Ses écrits pleins de feu partout brillent aux yeux.
De ces maîtres savans, disciple ingénieux,
Regnier seul parmi nous, formé sur leurs modèles,
Dans son vieux style encore a des grâces nouvelles.
Heureux, si ses discours, craints du chaste lecteur,
Ne se sentaient des lieux que fréquentait l’auteur,
Et si du son hardi de ses rimes cyniques
Il n’alarmait souvent les oreilles pudiques !
Le latin dans les mots brave l’honnêteté,
Mais le lecteur français veut être respecté :
Du moindre sens impur la liberté l’outrage,
Si la pudeur des mots n’en adoucit l’image.
Je veux dans la satire un esprit de candeur,
Et fuis un effronté qui prêche la pudeur.
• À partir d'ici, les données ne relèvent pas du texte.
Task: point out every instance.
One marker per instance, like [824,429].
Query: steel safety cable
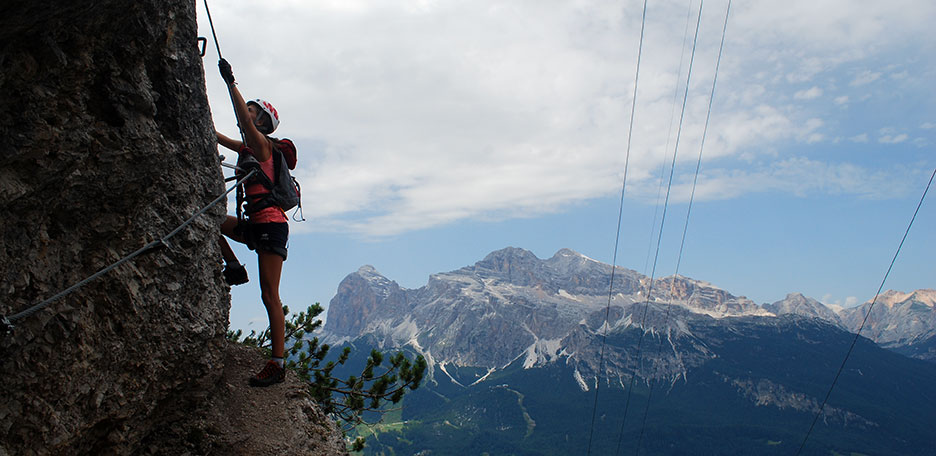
[617,236]
[660,235]
[865,320]
[6,323]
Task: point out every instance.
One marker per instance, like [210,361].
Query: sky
[431,133]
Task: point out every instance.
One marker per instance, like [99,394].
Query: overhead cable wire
[865,320]
[660,236]
[682,244]
[669,128]
[617,236]
[7,322]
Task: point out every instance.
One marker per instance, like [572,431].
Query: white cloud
[864,78]
[893,139]
[413,115]
[808,94]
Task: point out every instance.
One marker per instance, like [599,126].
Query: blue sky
[431,133]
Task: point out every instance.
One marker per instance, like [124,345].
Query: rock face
[107,145]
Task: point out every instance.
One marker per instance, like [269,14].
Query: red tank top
[272,214]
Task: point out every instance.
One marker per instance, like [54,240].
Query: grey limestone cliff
[107,144]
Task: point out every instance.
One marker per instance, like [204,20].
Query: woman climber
[266,230]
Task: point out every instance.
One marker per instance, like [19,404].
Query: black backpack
[284,189]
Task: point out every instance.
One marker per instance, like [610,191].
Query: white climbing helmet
[269,109]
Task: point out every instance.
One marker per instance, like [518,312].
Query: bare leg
[227,228]
[271,266]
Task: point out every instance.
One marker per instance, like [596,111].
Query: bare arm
[230,143]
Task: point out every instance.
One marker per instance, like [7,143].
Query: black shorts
[269,237]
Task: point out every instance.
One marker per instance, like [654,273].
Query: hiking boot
[270,374]
[235,274]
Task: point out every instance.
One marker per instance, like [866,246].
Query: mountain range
[523,351]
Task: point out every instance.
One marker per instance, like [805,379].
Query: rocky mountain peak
[108,144]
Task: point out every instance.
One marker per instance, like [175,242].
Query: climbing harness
[284,188]
[6,323]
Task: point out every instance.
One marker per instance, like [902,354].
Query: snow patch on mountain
[542,352]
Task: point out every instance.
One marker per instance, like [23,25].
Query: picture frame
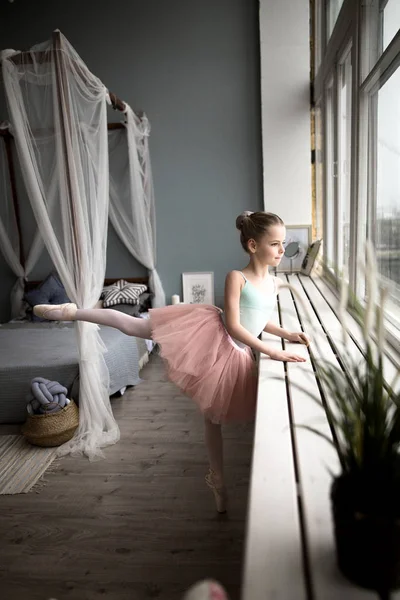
[300,234]
[198,288]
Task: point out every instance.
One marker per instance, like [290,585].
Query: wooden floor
[139,524]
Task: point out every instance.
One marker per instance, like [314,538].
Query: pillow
[50,291]
[122,292]
[128,309]
[143,305]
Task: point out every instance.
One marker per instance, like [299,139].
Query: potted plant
[364,418]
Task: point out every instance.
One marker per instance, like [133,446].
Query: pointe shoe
[56,312]
[219,491]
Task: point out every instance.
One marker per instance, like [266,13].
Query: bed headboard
[30,285]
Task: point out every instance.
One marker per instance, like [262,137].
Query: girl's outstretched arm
[233,286]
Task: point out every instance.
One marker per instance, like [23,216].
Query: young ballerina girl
[209,353]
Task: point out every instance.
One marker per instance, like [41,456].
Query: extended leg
[113,318]
[215,476]
[101,316]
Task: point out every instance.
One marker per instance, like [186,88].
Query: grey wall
[193,66]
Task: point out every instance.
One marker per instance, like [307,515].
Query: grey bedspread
[49,350]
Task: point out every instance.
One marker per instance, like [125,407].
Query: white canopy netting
[58,118]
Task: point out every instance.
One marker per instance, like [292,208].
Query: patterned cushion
[122,292]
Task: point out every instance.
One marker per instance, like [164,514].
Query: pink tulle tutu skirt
[204,361]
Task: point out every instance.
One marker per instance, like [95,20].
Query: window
[331,172]
[332,13]
[319,174]
[386,215]
[390,21]
[344,157]
[356,92]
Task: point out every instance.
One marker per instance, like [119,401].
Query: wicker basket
[52,429]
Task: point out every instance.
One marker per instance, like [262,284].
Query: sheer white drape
[58,113]
[132,207]
[9,236]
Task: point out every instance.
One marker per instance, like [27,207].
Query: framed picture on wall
[198,288]
[298,239]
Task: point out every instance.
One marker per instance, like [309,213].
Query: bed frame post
[11,171]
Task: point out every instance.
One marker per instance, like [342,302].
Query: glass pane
[319,174]
[318,35]
[332,13]
[387,230]
[390,22]
[330,179]
[344,122]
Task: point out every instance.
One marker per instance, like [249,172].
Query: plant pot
[53,429]
[367,545]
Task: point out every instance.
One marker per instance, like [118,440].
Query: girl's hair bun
[240,219]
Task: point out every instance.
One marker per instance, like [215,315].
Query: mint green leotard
[255,308]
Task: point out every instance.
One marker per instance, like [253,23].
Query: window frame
[361,24]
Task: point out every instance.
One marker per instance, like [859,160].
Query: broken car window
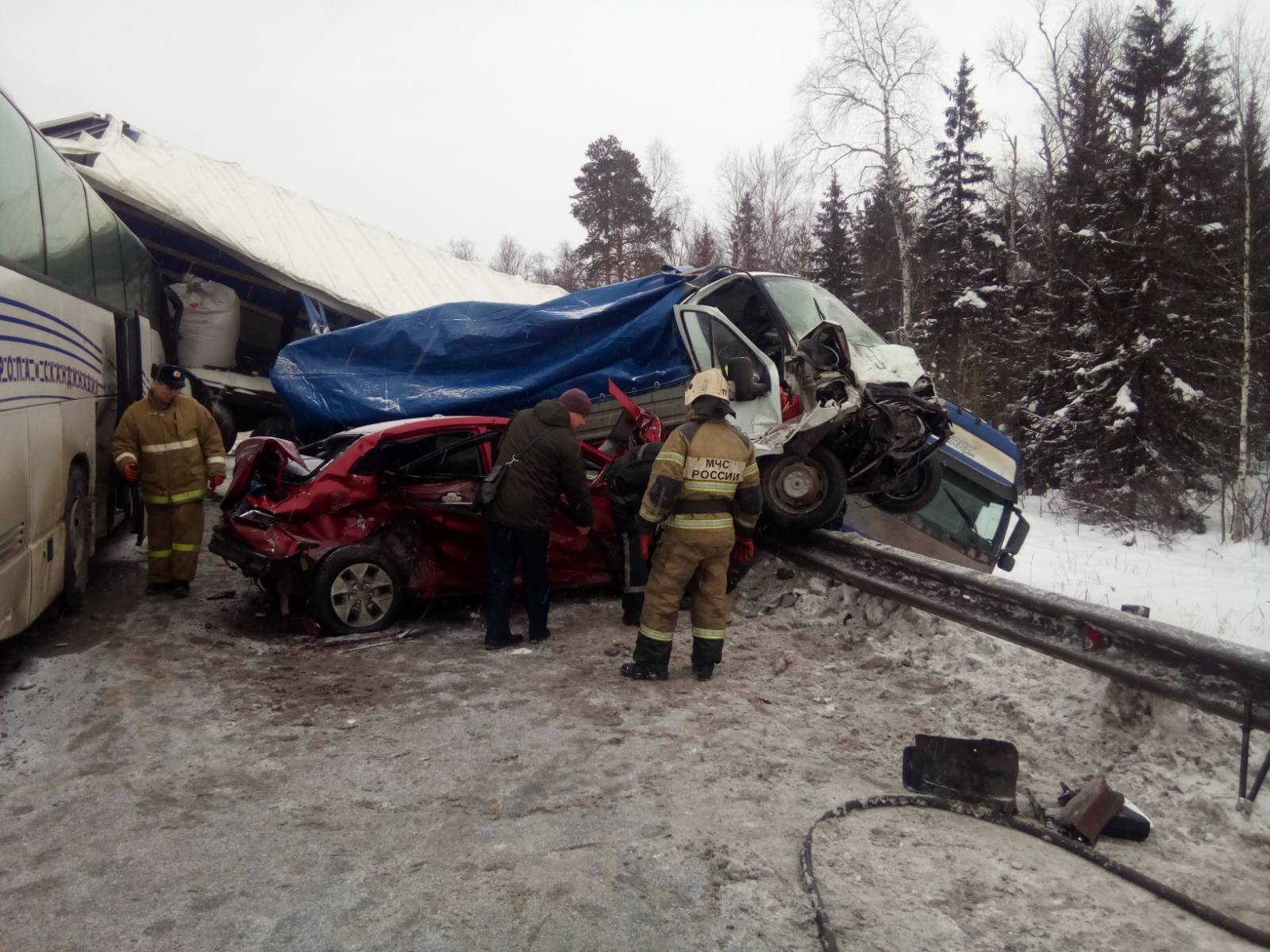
[454,455]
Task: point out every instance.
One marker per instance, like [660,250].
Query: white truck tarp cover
[334,258]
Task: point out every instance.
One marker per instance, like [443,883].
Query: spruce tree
[880,296]
[702,247]
[835,258]
[1070,306]
[956,330]
[1138,424]
[615,205]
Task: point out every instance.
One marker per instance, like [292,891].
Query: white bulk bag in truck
[209,324]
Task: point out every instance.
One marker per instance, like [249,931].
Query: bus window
[67,234]
[137,264]
[22,235]
[107,254]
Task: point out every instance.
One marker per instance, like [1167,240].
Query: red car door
[578,560]
[435,478]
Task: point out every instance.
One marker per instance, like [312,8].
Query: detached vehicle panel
[368,517]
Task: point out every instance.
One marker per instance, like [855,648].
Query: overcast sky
[457,120]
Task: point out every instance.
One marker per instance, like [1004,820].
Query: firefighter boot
[649,660]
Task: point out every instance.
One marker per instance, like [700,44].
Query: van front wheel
[804,493]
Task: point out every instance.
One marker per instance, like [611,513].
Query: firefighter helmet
[708,384]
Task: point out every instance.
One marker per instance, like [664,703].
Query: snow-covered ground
[1194,582]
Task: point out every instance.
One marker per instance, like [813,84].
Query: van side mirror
[1015,543]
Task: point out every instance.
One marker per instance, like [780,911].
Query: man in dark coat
[541,460]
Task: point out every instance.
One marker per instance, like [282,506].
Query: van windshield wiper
[965,517]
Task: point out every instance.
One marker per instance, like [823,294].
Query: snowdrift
[487,359]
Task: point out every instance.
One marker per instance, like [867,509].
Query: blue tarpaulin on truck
[487,359]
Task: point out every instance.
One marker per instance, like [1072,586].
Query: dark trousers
[508,547]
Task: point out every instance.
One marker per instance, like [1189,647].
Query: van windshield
[804,305]
[969,514]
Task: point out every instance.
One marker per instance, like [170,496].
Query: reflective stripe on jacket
[177,448]
[704,484]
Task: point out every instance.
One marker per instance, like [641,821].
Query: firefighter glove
[645,543]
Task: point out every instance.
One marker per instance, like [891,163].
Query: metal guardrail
[1195,670]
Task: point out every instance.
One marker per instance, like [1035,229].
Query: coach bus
[969,520]
[78,298]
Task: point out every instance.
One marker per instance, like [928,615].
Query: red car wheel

D’un trait de ce poëme, en bons mots si fertile,
Le Français, né malin, forma le vaudeville,
Agréable indiscret, qui, conduit par le chant,
Passe de bouche en bouche, et s’accroît en marchant.
La liberté française en ses vers se déploie :
Cet enfant du plaisir veut naître dans la joie.
Toutefois, n’allez pas, goguenard dangereux,
Faire Dieu le sujet d’un badinage affreux.
À la fin, tous ces jeux, que l’athéisme élève,
Conduisent tristement le plaisant à la Grève.
Il faut, même en chansons, du bon sens et de l’art.